A Systematic Analysis on the Genes and Their Interaction Underlying the Comorbidity of Alzheimer's Disease and Major Depressive Disorder.

BACKGROUND

During the past years, clinical and epidemiological studies have indicated a close relationship between Alzheimer's disease (AD) and other mental disorders like major depressive disorder (MDD). At the same time, a number of genes genetically associated with AD or MDD have been detected. However, our knowledge on the mechanisms that link the two disorders is still incomplete, and controversies exist.
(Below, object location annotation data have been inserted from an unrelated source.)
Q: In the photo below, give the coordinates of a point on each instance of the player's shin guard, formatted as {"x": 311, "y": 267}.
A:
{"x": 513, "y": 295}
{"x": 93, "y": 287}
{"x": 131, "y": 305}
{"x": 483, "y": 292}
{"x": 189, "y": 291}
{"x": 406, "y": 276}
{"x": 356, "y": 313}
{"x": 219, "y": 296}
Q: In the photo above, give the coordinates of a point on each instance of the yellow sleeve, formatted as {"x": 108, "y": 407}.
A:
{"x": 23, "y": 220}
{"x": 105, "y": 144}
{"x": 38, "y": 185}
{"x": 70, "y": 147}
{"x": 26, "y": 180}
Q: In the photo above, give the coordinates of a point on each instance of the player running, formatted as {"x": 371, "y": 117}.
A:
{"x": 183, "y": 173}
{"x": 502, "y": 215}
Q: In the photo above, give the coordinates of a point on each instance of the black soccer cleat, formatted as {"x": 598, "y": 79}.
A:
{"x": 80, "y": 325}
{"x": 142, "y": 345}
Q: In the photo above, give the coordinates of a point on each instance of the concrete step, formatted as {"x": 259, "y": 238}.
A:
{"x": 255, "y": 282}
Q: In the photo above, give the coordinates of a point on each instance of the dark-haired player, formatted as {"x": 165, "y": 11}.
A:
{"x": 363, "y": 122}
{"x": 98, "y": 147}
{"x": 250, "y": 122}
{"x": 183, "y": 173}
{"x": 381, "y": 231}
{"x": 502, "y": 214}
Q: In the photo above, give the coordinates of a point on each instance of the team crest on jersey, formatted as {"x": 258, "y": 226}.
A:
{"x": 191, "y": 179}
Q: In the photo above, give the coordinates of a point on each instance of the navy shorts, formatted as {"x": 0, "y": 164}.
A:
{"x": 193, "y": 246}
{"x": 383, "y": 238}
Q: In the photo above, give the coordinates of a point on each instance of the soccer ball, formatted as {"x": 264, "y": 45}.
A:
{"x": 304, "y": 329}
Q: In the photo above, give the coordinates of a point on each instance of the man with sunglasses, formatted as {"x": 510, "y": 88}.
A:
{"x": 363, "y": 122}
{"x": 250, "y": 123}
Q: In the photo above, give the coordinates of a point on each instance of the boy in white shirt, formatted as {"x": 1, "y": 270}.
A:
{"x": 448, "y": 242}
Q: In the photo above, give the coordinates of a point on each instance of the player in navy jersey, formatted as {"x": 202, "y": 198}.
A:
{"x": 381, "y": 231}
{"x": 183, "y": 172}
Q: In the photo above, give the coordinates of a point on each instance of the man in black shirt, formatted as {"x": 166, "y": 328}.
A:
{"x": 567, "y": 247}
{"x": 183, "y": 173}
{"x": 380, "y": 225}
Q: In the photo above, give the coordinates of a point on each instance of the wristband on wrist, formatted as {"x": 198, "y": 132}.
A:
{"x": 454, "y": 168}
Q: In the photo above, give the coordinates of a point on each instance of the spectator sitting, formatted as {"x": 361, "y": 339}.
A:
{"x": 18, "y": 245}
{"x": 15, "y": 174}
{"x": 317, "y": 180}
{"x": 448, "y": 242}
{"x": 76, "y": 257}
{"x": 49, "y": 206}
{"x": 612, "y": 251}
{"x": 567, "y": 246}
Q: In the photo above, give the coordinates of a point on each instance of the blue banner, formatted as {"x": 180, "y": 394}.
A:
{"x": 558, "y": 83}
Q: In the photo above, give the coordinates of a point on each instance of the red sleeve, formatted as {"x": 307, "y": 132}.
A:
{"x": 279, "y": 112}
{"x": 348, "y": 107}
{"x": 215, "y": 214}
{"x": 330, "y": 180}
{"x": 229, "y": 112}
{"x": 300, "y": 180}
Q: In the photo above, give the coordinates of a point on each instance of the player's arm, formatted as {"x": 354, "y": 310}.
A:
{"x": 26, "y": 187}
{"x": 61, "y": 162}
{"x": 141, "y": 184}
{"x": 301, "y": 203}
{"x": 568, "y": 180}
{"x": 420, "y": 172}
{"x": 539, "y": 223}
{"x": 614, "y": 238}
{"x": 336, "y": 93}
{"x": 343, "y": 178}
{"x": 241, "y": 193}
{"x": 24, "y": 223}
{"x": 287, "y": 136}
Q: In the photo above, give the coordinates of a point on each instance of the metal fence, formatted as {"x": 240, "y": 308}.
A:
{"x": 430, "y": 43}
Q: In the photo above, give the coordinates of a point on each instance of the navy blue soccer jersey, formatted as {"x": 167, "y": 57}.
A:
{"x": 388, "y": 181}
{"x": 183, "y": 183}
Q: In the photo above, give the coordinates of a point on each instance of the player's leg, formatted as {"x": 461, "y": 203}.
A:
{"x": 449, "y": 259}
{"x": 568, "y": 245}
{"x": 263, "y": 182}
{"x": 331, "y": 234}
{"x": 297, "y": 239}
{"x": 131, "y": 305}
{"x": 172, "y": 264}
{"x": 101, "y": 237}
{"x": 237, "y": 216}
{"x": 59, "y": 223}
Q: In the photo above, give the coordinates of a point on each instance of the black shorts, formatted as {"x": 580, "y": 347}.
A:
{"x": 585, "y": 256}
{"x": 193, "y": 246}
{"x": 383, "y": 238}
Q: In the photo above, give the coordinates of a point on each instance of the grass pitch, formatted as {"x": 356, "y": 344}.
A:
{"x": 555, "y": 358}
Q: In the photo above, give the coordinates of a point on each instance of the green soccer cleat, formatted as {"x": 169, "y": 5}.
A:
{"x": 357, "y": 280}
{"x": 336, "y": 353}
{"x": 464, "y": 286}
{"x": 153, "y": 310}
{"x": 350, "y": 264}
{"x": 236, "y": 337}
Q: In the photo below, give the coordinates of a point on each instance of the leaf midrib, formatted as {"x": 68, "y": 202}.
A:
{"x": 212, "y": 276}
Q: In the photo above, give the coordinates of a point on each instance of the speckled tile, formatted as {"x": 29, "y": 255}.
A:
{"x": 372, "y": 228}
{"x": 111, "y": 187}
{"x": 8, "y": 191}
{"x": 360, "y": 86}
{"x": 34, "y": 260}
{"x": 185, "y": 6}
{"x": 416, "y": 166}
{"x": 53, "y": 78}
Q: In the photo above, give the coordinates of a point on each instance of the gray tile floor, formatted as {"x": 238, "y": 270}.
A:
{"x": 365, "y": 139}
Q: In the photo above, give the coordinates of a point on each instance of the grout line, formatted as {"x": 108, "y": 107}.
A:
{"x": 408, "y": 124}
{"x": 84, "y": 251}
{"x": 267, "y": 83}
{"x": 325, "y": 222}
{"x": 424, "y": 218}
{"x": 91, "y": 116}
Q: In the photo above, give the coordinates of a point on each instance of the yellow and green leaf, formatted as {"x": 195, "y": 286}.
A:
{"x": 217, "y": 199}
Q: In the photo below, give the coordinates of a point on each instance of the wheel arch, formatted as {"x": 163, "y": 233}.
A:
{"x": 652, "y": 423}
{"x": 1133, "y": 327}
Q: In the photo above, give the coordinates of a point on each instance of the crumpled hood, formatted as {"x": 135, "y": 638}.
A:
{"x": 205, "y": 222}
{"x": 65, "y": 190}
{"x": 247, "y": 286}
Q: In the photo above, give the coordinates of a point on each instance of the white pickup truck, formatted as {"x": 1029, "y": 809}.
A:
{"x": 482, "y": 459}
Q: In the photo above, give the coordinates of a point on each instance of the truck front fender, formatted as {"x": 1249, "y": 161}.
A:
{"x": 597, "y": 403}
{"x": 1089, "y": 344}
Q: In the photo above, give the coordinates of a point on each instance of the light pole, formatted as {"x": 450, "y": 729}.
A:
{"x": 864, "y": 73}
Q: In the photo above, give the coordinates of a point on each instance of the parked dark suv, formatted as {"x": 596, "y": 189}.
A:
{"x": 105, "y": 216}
In such a situation, a systematic analysis on these genes could provide clues to understand the molecular features of two disorders and their comorbidity.

METHODS

In this study, we compiled the genes reported to be associated with AD or MDD by a comprehensive search of human genetic studies and genes curated in disease-related database. Then, we investigated the features of the shared genes between AD and MDD using the functional enrichment analysis. Furthermore, the major biochemical pathways enriched in the AD- or MDD-associated genes were identified, and the cross talks between the pathways were analyzed. In addition, novel candidate genes related to AD and MDD were predicted in the context of human protein-protein interactome.

RESULTS

We obtained 650 AD-associated genes, 447 MDD-associated genes, and 77 shared genes between AD and MDD. The functional analysis revealed that biological processes involved in cognition, neural development, synaptic transmission, and immune-related processes were enriched in the common genes, indicating a complex mechanism underlying the comorbidity of the two diseases. In addition, we conducted the pathway enrichment analysis and found 102 shared pathways between AD and MDD, which involved in neuronal development, endocrine, cell growth, and immune response. By using the pathway cross-talk analysis, we found that these pathways could be roughly clustered into four modules, i.e., the immune response-related module, the neurodevelopmental module, the cancer or cell growth module, and the endocrine module. Furthermore, we obtained 37 novel candidate genes potentially related to AD and MDD with node degrees > 5.0 by mapping the shared genes to human protein-protein interaction network (PPIN). Finally, we found that 37 novel candidate genes are significantly expressed in the brain.

CONCLUSION

These results indicated shared biological processes and pathways between AD and MDD and provided hints for the comorbidity of AD and MDD.